Заяц завопил изо всей мочи. К его удивлению, толпа ежей затихла и прислушалась.
— Я — заяц, слышите, заяц, во! Эти белки — мои друзья! Они не мучили меня, а лечили, вот и все! Не надо никого рубить в фарш, ребята, во как!
Чтобы переорать зайца, барон зыкнул так, что у косого заложило уши.
— Что ж ты сразу не сказал просто и ясно, чтобы не было всей этой неразберихи?
Мирклворт, жена барона, еще разок взмахнула топором и отрубила конец еще одной иглы.
— Потому что ты ему не дал рта раскрыть, муравьиная голова!
Барон мрачно подобрал и эту иглу, тоже сунув ее в рот, рядом с первой. Ежиха вытащила у него иглы изо рта и бросила наземь:
— Прекрати, Драко. Ты себя так целиком съешь. При гласи лучше всех на мешанку из смородины со сливами.
Белки с зайцем с радостью приняли приглашение. Все устремились за бароном, но старый заяц, поняв, кто здесь задает тон, элегантной, хотя и еще нетвердою походкой направился к ежихе.
— Позвольте сопроводить вас, сударыня. Прелестная ежиха не должна шествовать в одиночку.
Племя барона Драко было известно как Ералаш. Жили они в полной неразберихе, лагерь был временным. Но угощение оказалось первоклассным. Гости сидели рядком на давно упавшем гнилом стволе вяза и зачерпывали из объемистых мисок смесь, щедро политую сладким кленовым сиропом.

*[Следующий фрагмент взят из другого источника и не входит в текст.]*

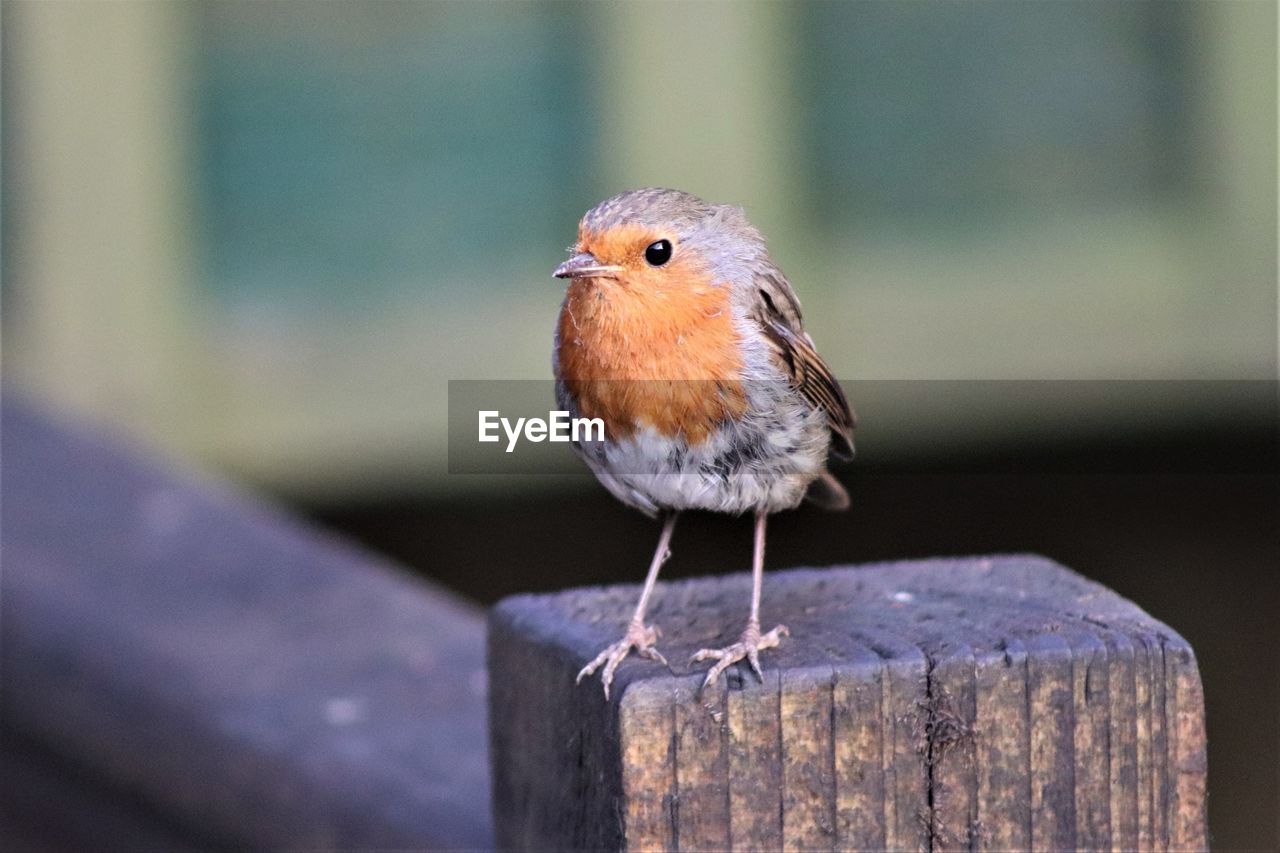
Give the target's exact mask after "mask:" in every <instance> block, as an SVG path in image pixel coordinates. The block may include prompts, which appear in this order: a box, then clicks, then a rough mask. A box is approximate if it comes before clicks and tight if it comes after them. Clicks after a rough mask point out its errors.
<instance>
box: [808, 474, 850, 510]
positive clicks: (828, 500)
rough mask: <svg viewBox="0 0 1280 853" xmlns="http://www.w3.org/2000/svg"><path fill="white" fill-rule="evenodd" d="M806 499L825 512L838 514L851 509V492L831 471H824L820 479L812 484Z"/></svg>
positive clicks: (809, 487)
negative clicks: (827, 510)
mask: <svg viewBox="0 0 1280 853" xmlns="http://www.w3.org/2000/svg"><path fill="white" fill-rule="evenodd" d="M804 497H805V500H806V501H810V502H813V503H815V505H818V506H820V507H822V508H823V510H831V511H833V512H838V511H840V510H847V508H849V492H846V491H845V487H844V485H841V484H840V480H837V479H836V478H835V476H832V474H831V471H823V473H822V475H820V476H818V479H815V480H814V482H813V483H810V484H809V491H808V492H805V496H804Z"/></svg>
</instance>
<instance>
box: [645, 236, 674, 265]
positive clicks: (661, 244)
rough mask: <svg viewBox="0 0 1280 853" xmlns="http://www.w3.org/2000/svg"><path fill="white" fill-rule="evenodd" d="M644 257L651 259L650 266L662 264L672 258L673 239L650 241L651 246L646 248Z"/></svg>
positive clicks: (650, 244)
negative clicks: (671, 244) (672, 243)
mask: <svg viewBox="0 0 1280 853" xmlns="http://www.w3.org/2000/svg"><path fill="white" fill-rule="evenodd" d="M644 259H645V260H646V261H649V265H650V266H662V265H663V264H666V263H667V261H669V260H671V241H669V240H659V241H658V242H655V243H649V247H648V248H645V250H644Z"/></svg>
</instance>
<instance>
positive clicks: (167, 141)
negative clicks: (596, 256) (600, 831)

— Вы должны нас извинить, — мимоходом заметила Мирклворт, — лагерь наш немного неряшлив. Конечно, у нас не всегда так, правда, Драко?
Барон облизнулся и фыркнул:
— Надеюсь, надеюсь… хотя, между друзьями, небольшой кавардак — это пустяк.
Юкка подвинулась, чтобы уступить дорогу жуку, выбирающемуся из бревна, на котором сидели гости.
— М-да, совсем небольшой. Лагерь их выглядит как поле боя посреди мусорной свалки, — едва слышно заметила она сидевшему с ней рядом зайцу.
Везде валялись отрубленные иглы, разбитые миски, объедки, очистки и всякая всячина, о которой даже упоминать не хочется. Резвый кашлянул и завел беседу, чтобы кто-нибудь не обратил внимания на замечание Юкки.
— Гм… Значит, вы здесь лишь временно?
Мирклворт пожухлым щавелевым листом смахнула крошки и капли с подола и с аппетитом сжевала этот лист.